A University of Florida engineering researcher has crafted a nickel-sized imaging device that uses organic light-emitting diode technology similar to that found in cell phone or laptop screens for night vision. But unlike night vision goggles, which are heavy and expensive, the device is paper-thin, light and inexpensive, making it a possible add-on to cell phone cameras, even eyeglasses, once it is enlarged.
"Really, this is a very inexpensive device," said Franky So, a UF professor of materials science and engineering. "Incorporating it into a cell phone might not be a big deal."
So is the lead author of a paper about the infrared-to-vision device that appeared in a recent issue of the journal Advanced Materials. Do Young Kim, a postdoctoral associate in materials science and engineering, co-authored the paper and collaborated with So on the project.

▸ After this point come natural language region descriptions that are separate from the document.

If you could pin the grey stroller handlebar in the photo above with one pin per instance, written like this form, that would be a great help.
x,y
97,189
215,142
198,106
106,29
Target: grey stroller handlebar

Standard night vision goggles use a photocathode to convert invisible infrared light photons into electrons. The electrons are accelerated under high voltage and driven into a phosphorous screen, producing greenish images of objects not visible to the eye in darkness. The process requires thousands of volts and a cathode ray tube-like vacuum tube made of thick glass. That is why the goggles tend to be bulky and heavy.
So's imaging device replaces the vacuum tube with several layers of organic semiconductor thin film materials. The structure is simple: It consists of a photodetector connected in series with an LED. When operating, infrared light photons are converted into electrons in the photodetector, and these photo-generated electrons are injected into the LED, generating visible light. The device – versions range from millimeter- to nickel-size -- currently uses glass, but it could be made with plastics, which would make it lightweight.
Conventional night vision goggles or scopes weigh 1 to 2 pounds, with price tags ranging from hundreds to thousands of dollars. Sized for cell phones, So said, his imaging devices weigh just a couple of ounces and would be inexpensive to manufacture because factories could use the same equipment used today to make laptop screens or flat-screen televisions.
So said other applications could include night vision technology for car windshields, or even for standard glasses to use at night.